Enough already. Sir Robbie Gibb’s position on the BBC Board appears (to Emily Maitlis and others) to constitute conclusive proof that the BBC is biased to the right.


+++++++++++++++++


Eddie Izzard’s truth (Strange but true)


Izzard intends to “Stand for Labour in Sheffield central”

This BBC article is notable for slavishly adhering to gender make-believe from the  “if I sez I’m a lady, then I’m a lady” school of abandon-all-reason.


All the way through this piece Eddie, wearing a skirt, is “assigned” “she” by the BBC. 

"Comedian Eddie Izzard says she hopes to stand as a Labour candidate in Sheffield at the next general election.



I don’t think I’ve ever seen so many female pronouns gratuitously (and dare I say almost maliciously?) shoehorned into a teeny bit of reporting. Is someone  (other than me) ’avin’ a laugh? I’m seriously wondering if the BBC has gawn mad. Here’s Guido. Amongst the comments, 259 at the time of writing, (which was roughly the day before yesterday) I spotted a delicate question that most other contributors failed to ask. Where on God’s earth did those b00bs come from?


+++++++++++++



Jeremy Bowen’s (personal) truth

Jeremy Bowen has written another book you’ll be glad to hear. It’s called The Making of the Modern Middle East: A Personal Story



The reviewer Justin Marozzi is a fan - I saw that on the twitter. 

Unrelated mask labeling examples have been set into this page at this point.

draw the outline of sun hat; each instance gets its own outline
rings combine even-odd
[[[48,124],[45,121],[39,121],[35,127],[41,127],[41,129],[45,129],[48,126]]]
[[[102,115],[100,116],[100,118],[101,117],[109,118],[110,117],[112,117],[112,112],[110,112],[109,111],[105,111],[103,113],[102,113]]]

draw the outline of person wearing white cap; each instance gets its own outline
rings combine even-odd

Well, I won’t be reading any more of  Jezzer’s personal stories and I wish I could unread the ones I’ve already read.

++++++++++++++++


“Marriage”  untruth


The other day I mentioned the BBC’s 4-part drama Marriage starring Sean Bean and Nicola Walker plus James Bolam and some other actors.


Once again, public opinion fell into two (weirdly passionate) camps, which we’ll call - ‘For’ and ‘Agin’.

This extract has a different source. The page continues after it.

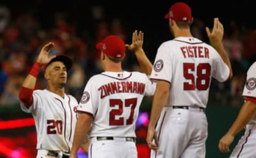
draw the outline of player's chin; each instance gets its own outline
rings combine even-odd
[[[65,86],[66,85],[67,85],[67,81],[62,81],[60,82],[60,85],[61,86],[63,86],[63,87]]]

Newspaper reviewers raved about it. Carol Midgley in the Times thought it was the bees’ knees while  James Innes-Smith in the Spectator was less keen.


Torrents of negativity poured in after just one episode. The prolonged silences interspersed with inane dialogue in episode one instantly brought about an irresistible compulsion to switch-off-the-TV. 


This ‘more naturalistic than actual naturalism’ genre is not new. It was captured more effectively several decades ago.  In 1971 Mike Leigh produced “Bleak Moments.” Leigh’s early output was characterised by similarly ‘realistic’ conversations that elevated the mundane to poignant-verging-on-poetic. The semi-improvised dialogue revelled in outrageously inane banter that was doleful, yet humorous, compelling, and entertaining yet somehow believable.


In my humble opinion, “Marriage” was charmless; the casting was wrong - the production failed to give the illusion that Sean Bean, as an unreconstructed northerner, and Nicola Walker were a couple.

 

The adopted daughter-of-colour bore no hint of resemblance to either of her adopted parents, either in accent, turn of phrase or familial idiosyncrasy. The sub-plot-by-numbers was equally unlikely and unconvincing.


Note: If I ever hear protracted whingeing about a baked potatah at an airport I’ll eat all the above words.